A NATO member, Ankara had long refused to participate actively in the anti-IS group operations led by the United States for fear of supporting the Kurdish fighters battling the jihadists on the border in Syria.

But it changed its position after a deadly bombing blamed on the IS group on July 20 in Suruc, a Turkish town opposite the Syrian flashpoint of Kobane, that left 32 people dead.

Last month Turkey agreed to open up a southern airbase to US and coalition forces for bombings against IS group militants.

Shiite Iran has urged overwhelmingly Sunni Turkey to respect Syria's sovereignty in its bombing of IS group targets.

In a telephone call with Erdogan last week, Iranian President Hassan Rohani suggested that Turkey should "coordinate" attacks with both Syrian and Iraqi governments.

In the article, Zarif also criticised US-led "Greater Middle East" project for preparing the ground for military interventions in the region.

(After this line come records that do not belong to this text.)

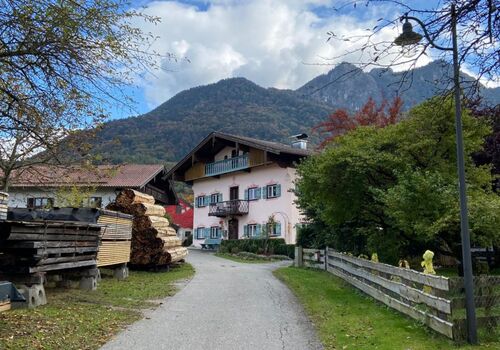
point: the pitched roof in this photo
(185, 217)
(271, 146)
(276, 148)
(116, 176)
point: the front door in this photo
(232, 229)
(234, 193)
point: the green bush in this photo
(188, 241)
(256, 246)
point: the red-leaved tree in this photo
(341, 122)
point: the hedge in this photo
(276, 246)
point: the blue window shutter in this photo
(264, 192)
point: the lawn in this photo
(347, 319)
(75, 319)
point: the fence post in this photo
(326, 258)
(298, 257)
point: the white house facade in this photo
(240, 186)
(48, 186)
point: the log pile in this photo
(154, 241)
(116, 234)
(4, 197)
(30, 247)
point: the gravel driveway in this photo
(227, 305)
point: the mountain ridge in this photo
(239, 106)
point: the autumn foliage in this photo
(341, 122)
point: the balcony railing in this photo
(227, 165)
(228, 208)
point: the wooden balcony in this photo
(233, 207)
(201, 169)
(227, 165)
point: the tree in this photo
(393, 189)
(341, 122)
(62, 65)
(477, 23)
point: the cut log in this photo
(148, 209)
(154, 242)
(171, 241)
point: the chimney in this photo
(299, 141)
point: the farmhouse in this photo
(47, 186)
(238, 184)
(181, 216)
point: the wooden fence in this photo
(436, 301)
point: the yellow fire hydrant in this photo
(428, 267)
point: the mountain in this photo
(241, 107)
(347, 86)
(234, 105)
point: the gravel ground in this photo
(227, 305)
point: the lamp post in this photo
(409, 37)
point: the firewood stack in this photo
(154, 241)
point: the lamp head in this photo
(408, 37)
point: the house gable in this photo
(220, 154)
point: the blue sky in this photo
(275, 43)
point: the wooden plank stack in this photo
(4, 198)
(154, 241)
(41, 246)
(116, 235)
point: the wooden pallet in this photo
(113, 253)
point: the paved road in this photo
(226, 306)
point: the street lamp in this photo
(409, 37)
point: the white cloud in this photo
(269, 42)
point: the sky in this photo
(274, 43)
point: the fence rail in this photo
(435, 301)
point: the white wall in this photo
(282, 207)
(18, 198)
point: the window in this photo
(252, 230)
(200, 233)
(216, 198)
(95, 202)
(40, 203)
(200, 201)
(215, 232)
(275, 230)
(253, 193)
(273, 191)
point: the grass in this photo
(75, 319)
(347, 319)
(245, 259)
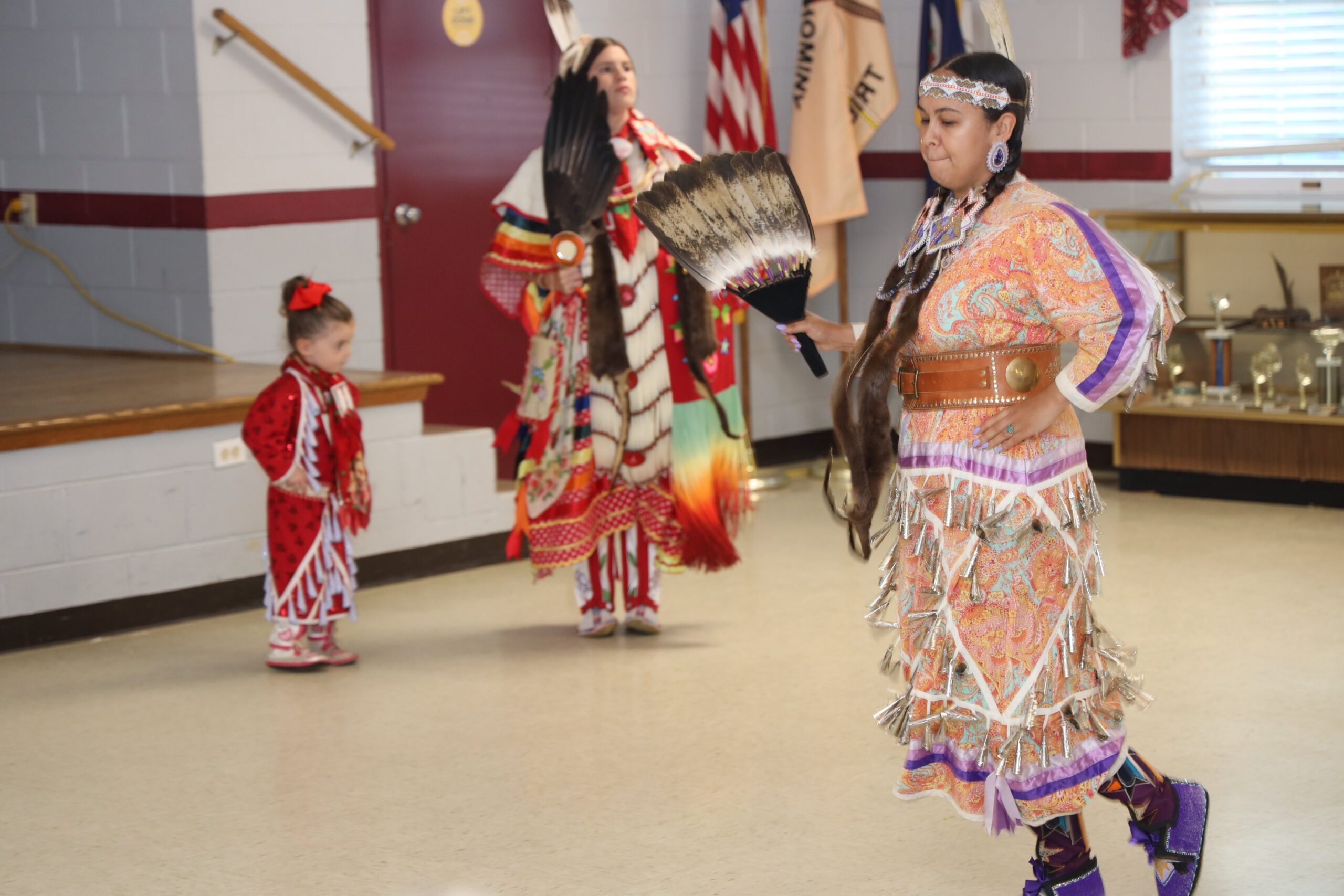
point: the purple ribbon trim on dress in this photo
(1000, 805)
(1122, 345)
(916, 462)
(1097, 762)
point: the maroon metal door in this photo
(464, 119)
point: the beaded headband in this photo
(980, 93)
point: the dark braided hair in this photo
(866, 378)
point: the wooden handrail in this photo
(282, 62)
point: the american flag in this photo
(738, 111)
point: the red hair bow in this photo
(311, 294)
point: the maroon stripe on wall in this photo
(312, 206)
(202, 213)
(1042, 166)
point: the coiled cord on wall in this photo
(15, 207)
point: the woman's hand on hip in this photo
(563, 280)
(827, 335)
(1016, 424)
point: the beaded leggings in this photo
(1062, 842)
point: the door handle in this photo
(406, 214)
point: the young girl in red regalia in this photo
(306, 433)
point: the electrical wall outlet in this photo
(29, 217)
(230, 453)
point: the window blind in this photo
(1258, 75)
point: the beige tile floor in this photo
(480, 749)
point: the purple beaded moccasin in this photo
(1175, 849)
(1081, 883)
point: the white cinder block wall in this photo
(144, 515)
(104, 97)
(262, 133)
(127, 97)
(101, 97)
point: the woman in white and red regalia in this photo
(304, 430)
(671, 496)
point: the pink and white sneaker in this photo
(644, 620)
(597, 624)
(322, 640)
(288, 650)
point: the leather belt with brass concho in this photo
(980, 378)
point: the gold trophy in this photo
(1220, 352)
(1260, 375)
(1328, 379)
(1273, 364)
(1303, 371)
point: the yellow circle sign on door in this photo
(463, 20)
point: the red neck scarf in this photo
(622, 224)
(347, 437)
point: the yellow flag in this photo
(844, 88)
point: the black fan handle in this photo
(811, 355)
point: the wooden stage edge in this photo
(54, 395)
(238, 596)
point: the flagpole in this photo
(843, 270)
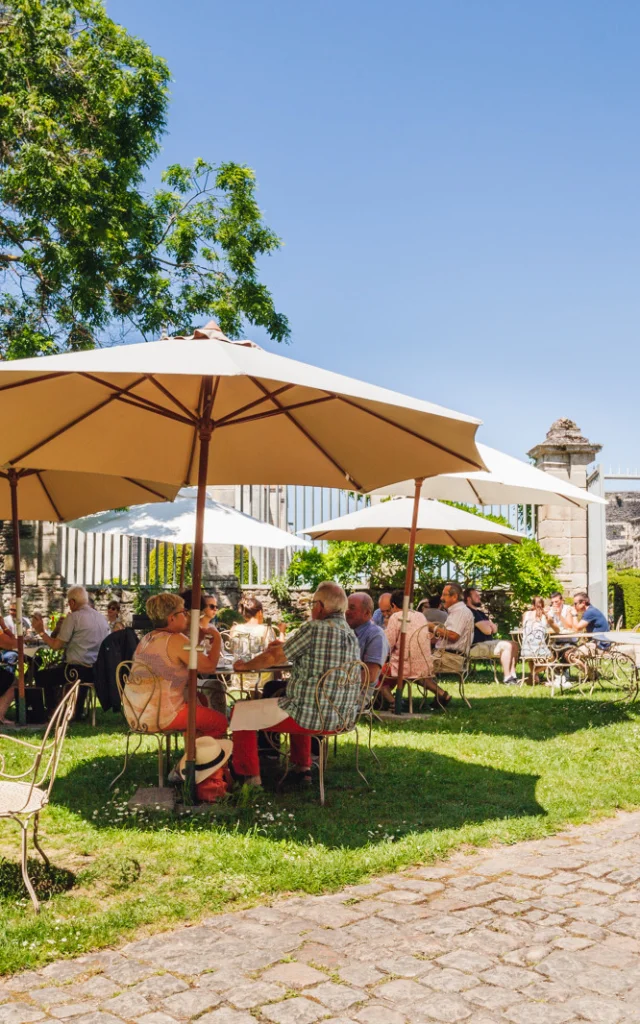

Turkey was once considered a key actor in the initiative during the presidency of George W Bush, seen as a predominantly Muslim country with a working democracy.

Syria peace plan

Shortly after the news that Zarif’s Turkey trip had been postponed, his spokesperson Marzieh Afkham announced that the Iranian Foreign Minister would travel to Syria on Wednesday, following a scheduled visit to Lebanon later Tuesday.

Afkham said that while in Damascus Zarif will discuss details of a peace plan for Syria drawn up by Iran, which Tehran said last week would soon be presented to the United Nations.

Afkham said the plan was based on "respect for the Syrian people's legitimate right to reforms and to decide their own future".

It also rejected "using terrorism for political ends" as well as "foreign interference in the Syrian government's independent policies".

t will be Zarif's first visit to Damascus since Tehran signed a nuclear deal with world powers on July 14, and comes as part of a regional tour.